Рыбников прочитал и поморщился.
— Оно-то так, да уж больно ты нагородил… Ну, да ладно, продерет!..
Собрание началось поздно вечером. В клубе заколыхался разноголосый шум. Выбрали президиум собрания, Рыбников сделал доклад о международном положении, потом перешли к делам текущим.
Федор с замиранием сердца ждал, когда прочтут его заявление.
Наконец-то Рыбников, покашливая и обводя собравшихся глазами, громко сказал:
— Поступило заявление от известного вам Федора Бойцова.
Он медленно прочитал заявление и, разглаживая на столе бумагу, спросил:
— Кто выскажется «за» и «против»?
Егор поднялся с задней скамьи и, поводя горбатым носом, заговорил:
— Чего там говорить! Парень из батраков, сын бедного мужика из Даниловки. Теперь политически разбирается, может соответствовать… Чего там еще, принять!
— Кто против?
Никого не нашлось. Приступили к голосованию. Руки поднялись густым частоколом. «За» — двадцать шесть: вся ячейка. Подсчитывая голоса, Рыбников с улыбкой глянул на бледное счастливое лицо Федора.
— Продрал единогласно!
Федор с трудом досидел до конца собрания. Он плохо понимал, о чем говорили вокруг него. Рыбников горячо нападал на Ерофея Чернова, осуждая за участие в игрищах; тот оправдывался, ссылаясь на остальных ребят. До Федора словно сквозь глухую стену долетали их голоса, а в уме своей дорогой, переплетаясь, шли мысли: «Теперь я в ихней семье свой, а то все не то… как пасынок… Вот она, моя кровная родня, с ними хорошо — плечо к плечу, стеной…»
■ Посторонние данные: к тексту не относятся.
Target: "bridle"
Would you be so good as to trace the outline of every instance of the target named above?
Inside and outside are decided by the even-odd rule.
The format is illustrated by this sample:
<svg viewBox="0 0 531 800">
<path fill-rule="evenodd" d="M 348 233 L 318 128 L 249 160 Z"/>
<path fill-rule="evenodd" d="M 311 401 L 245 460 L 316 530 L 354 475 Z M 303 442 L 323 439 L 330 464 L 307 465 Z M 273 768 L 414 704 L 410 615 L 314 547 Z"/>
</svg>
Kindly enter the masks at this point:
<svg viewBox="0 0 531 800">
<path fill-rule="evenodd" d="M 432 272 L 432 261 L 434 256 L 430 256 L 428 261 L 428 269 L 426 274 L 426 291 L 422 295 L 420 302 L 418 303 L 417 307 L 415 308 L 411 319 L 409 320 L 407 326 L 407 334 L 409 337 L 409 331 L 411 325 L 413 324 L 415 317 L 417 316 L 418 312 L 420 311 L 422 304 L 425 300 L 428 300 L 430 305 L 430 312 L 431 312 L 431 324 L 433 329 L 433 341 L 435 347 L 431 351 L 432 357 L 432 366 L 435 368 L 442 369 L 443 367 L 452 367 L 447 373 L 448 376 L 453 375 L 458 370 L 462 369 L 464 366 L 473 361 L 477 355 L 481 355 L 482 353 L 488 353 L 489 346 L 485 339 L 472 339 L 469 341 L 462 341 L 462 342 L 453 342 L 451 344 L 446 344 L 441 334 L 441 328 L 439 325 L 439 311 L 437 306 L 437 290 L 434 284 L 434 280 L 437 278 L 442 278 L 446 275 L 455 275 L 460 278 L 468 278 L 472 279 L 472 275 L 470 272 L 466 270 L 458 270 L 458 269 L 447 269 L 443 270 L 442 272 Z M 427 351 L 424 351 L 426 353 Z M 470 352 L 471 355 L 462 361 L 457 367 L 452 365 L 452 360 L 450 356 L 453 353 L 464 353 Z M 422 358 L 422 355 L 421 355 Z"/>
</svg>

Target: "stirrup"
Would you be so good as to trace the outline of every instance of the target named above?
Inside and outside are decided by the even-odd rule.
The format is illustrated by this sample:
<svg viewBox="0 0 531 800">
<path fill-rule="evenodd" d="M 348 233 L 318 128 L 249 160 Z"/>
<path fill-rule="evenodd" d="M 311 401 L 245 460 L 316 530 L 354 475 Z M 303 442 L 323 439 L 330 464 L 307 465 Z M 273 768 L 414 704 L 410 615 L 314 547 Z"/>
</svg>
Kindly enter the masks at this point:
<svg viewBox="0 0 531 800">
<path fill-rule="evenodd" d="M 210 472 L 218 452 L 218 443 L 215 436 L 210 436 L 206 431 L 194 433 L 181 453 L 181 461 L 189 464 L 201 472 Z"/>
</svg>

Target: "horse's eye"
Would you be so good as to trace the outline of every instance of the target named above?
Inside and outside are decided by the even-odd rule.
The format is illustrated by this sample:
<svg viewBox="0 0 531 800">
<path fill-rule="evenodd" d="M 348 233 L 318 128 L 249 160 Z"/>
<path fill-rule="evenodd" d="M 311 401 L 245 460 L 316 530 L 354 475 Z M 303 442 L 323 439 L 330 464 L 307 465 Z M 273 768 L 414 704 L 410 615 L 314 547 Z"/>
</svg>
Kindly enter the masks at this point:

Чей-то голос громко зыкнул:
— Цыцьте!.. Собрание считаю закрытым. Ванюха, ты перепишешь протокол?..
Загремели висячим замком, к выходу пошли, на ходу прикуривая и ежась от режущего холода, проникавшего с надворья в коридор. Федор шел вместе с Егором и Рыбниковым. По обмерзшим ступенькам сошли с крыльца и сразу ткнулись в здоровенный сугроб: намело ветром за время собрания. Егор, кряхтя, полез через сугроб первый, Федор за ним. На перекрестке Рыбников, прощаясь с Федором, крепко стиснул ему иззябшую руку, сказал, близко заглядывая в глаза:
— Смотри, Федя, не подведи! На тебя у нас надёжа. Теперь ты закомсомолился, и на тебе больше лежит ответственность за свои поступки, чем на беспартийном парне. Ну, да ты знаешь. Прощай, друг!
Федор молча потряс ему руку, хотел ответить, но горло перехватила судорога. Молча пошел догонять Егора и, чувствуя в горле все тот же вяжуще-радостный комок слез, шептал про себя:
— Обабился я… раскис… Надо потверже, не махонький, а вот не могу!.. Счастье навалилось… Давно ли думал, что на земле одно горе ходит и все люди чужие?..
Утром на следующий день Федора позвали в исполком.
— Повестка в суд. Распишись, — сказал секретарь.
Федор расписался и, отойдя к окну, прочитал повестку. Вызывают на двадцать первое число. Федор глянул на стенной календарь и растерялся: под портретом Ильича краснела цифра «20».
Быстро направился домой и стал собираться.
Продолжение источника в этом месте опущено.